Meinung
Q. Graf Adelmann
Wenn Sachpolitik nicht liefert und Ideologiepolitik verbraucht ist
Sittenpolizei, Kolchose und neue Einstufung deutscher Kulturpolitik
Wann endlich werden die Unternehmen Abgesandte des Senats zugewiesen bekommen, die dort ständig für Recht und Ordnung sorgen? „Die Deutschen treiben jede gute Sache so weit, bis aus ihr eine böse geworden ist“.

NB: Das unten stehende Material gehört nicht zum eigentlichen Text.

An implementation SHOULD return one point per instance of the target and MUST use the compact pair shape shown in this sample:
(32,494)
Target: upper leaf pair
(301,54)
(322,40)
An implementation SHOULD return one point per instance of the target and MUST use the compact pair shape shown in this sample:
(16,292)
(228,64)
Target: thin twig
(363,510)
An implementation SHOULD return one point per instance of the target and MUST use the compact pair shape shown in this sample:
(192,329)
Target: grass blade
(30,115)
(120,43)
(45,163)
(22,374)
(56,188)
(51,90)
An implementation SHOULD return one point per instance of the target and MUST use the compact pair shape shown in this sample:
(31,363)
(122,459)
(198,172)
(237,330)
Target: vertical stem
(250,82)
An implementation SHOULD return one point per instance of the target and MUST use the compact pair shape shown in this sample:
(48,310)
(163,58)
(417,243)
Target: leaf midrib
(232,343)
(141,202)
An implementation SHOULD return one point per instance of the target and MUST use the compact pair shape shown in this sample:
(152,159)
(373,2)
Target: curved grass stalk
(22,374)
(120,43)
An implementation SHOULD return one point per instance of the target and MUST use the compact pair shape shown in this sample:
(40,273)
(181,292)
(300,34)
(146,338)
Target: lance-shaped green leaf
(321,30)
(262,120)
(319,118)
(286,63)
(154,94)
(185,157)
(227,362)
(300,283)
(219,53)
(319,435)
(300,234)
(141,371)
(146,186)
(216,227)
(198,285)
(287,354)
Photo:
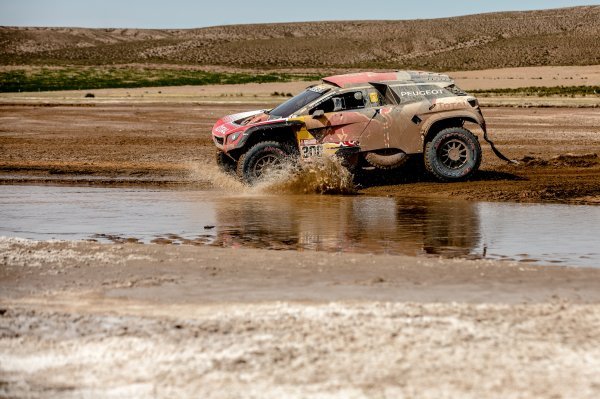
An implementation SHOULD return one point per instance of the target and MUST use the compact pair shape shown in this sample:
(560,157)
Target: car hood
(241,122)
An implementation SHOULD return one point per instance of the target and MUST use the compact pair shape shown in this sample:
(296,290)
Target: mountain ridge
(565,36)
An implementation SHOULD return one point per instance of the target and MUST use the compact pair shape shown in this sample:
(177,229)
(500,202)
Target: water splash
(321,176)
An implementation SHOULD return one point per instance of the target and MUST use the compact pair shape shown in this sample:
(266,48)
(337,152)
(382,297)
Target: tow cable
(496,151)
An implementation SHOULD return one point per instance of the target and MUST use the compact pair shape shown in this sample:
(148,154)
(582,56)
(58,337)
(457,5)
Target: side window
(342,102)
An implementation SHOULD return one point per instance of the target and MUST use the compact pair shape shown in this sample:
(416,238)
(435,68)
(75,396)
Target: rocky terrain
(510,39)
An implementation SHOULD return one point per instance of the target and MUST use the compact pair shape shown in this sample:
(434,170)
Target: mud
(268,216)
(171,144)
(90,320)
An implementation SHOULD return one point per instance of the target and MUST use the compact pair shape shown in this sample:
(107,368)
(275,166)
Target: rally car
(368,120)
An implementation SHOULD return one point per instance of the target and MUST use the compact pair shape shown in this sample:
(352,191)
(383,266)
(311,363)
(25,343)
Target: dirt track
(90,320)
(160,143)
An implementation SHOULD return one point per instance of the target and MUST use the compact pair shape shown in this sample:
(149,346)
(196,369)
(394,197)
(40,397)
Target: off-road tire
(225,163)
(453,154)
(249,164)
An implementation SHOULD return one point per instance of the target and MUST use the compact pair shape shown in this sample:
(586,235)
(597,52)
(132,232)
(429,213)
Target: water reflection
(544,234)
(349,224)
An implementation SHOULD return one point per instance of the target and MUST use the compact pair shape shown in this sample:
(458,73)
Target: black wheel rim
(453,154)
(265,163)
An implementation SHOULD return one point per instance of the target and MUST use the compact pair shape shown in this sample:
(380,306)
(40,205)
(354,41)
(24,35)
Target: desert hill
(566,36)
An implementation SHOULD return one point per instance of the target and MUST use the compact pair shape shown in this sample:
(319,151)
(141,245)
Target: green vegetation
(559,91)
(86,78)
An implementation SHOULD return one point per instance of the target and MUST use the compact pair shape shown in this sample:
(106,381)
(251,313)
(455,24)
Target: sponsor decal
(421,93)
(312,151)
(221,129)
(319,88)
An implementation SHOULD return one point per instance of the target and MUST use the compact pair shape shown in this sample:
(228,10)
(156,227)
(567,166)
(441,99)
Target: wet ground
(170,143)
(345,313)
(537,233)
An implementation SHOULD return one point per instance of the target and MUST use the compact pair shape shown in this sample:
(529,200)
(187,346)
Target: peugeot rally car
(373,120)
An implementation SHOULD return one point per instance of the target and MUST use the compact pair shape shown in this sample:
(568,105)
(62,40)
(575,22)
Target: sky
(202,13)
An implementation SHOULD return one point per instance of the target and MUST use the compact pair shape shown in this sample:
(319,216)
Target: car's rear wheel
(261,159)
(453,154)
(225,163)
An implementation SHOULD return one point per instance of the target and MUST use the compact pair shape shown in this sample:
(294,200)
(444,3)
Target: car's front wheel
(453,154)
(261,159)
(225,163)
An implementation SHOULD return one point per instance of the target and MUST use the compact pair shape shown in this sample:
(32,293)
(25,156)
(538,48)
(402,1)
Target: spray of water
(321,176)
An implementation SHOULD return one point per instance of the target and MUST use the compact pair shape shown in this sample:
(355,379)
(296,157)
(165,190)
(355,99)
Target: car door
(339,118)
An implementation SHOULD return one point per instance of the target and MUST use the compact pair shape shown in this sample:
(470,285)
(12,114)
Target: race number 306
(310,151)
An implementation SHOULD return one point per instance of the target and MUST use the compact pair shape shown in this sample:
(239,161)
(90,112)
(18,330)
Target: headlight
(233,137)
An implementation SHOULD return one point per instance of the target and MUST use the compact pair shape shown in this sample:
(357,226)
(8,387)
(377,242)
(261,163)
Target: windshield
(295,103)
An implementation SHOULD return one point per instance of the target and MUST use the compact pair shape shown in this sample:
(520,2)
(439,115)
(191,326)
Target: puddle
(531,233)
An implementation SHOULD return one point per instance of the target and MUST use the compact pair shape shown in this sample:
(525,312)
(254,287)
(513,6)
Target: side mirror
(318,113)
(337,104)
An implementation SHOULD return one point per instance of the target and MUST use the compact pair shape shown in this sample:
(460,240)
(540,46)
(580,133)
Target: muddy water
(543,234)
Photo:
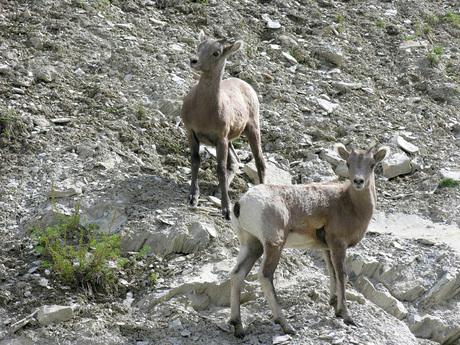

Jeder kennt die iranische Gascht-e Erschãd. Schwarz gekleidet sitzt diese insbesondere in Sportstadien und achtet sehr genau darauf, wer zu stark jubelt, sich unangemessen von Kleidung befreit usw. Jüngst hat die Bundesfamilienministerin eine solche für Konzerte in Deutschland gefordert – gleichwohl mit unverdächtiger Bezeichnung -: „Awareness Teams“ sollen darauf achten, dass Frauen in Schutzzonen bleiben und Männer – insbesondere männliche Künstler auf der Bühne keine sexuell unangemessen Gesten zeigen oder hedonistische Songtexte erschallen lassen. Die Staatsministerin für Kultur will generell „Patriarchales Mackertum“ verbieten. Singen darf nur noch, wer geschlechtsneutral nichtssagend Töne ausspuckt. Warum nicht ganze Genres wie Heavy Metal und Rap verbieten oder besser: jeden sozialen Mann präventiv aus der Kunst ausschließen? Bei „Rock and Roll“ (jemanden hart rannehmen und anschließend von der Person runterrollen und wegdrehen) müsste allerdings ein ganzes Kulturgut gecancelt werden. Archaisches Getue könnte wie jeder Mittelaltermarkt schlichtweg entfernt und Filmvorführungen solcher verboten werden. Alt-Videoaufführungen von Boney-M oder Edelweiss müssten aufgrund kultureller Aneignung ohnehin zensiert werden. Wie gehen wir dann allerdings mit lesbischer Devotheit um? Die österreichische Choreografin Florentina Holzinger hat kürzlich nackte Frauen in der Volksbühne auftreten und tanzen lassen. Hätte sie nicht gesagt, dass es „natürlich um Sex geht“, würden unsere Damen Ministerinnen das wahrscheinlich abtun als natürliche Darstellung von Frauenrechten. Es scheint unvorstellbar, den eigenen Körper als Special-Effekt-Maschine, Silikon und Selbstermächtigung zu betrachten sowie in Öffentlichen Theaterhäusern darzustellen. Körper als Werkzeug und schlichtes Material. Natürlich hat etwaiger (Macht-)missbrauch keine Rechtfertigung. Aber was darf Kunst noch sein? Darf sie überhaupt grenztestend sein? Soll nicht jede und jeder Mensch selbst entscheiden dürfen, wann er oder sie weghört oder geht, wenn sie nicht gefällt?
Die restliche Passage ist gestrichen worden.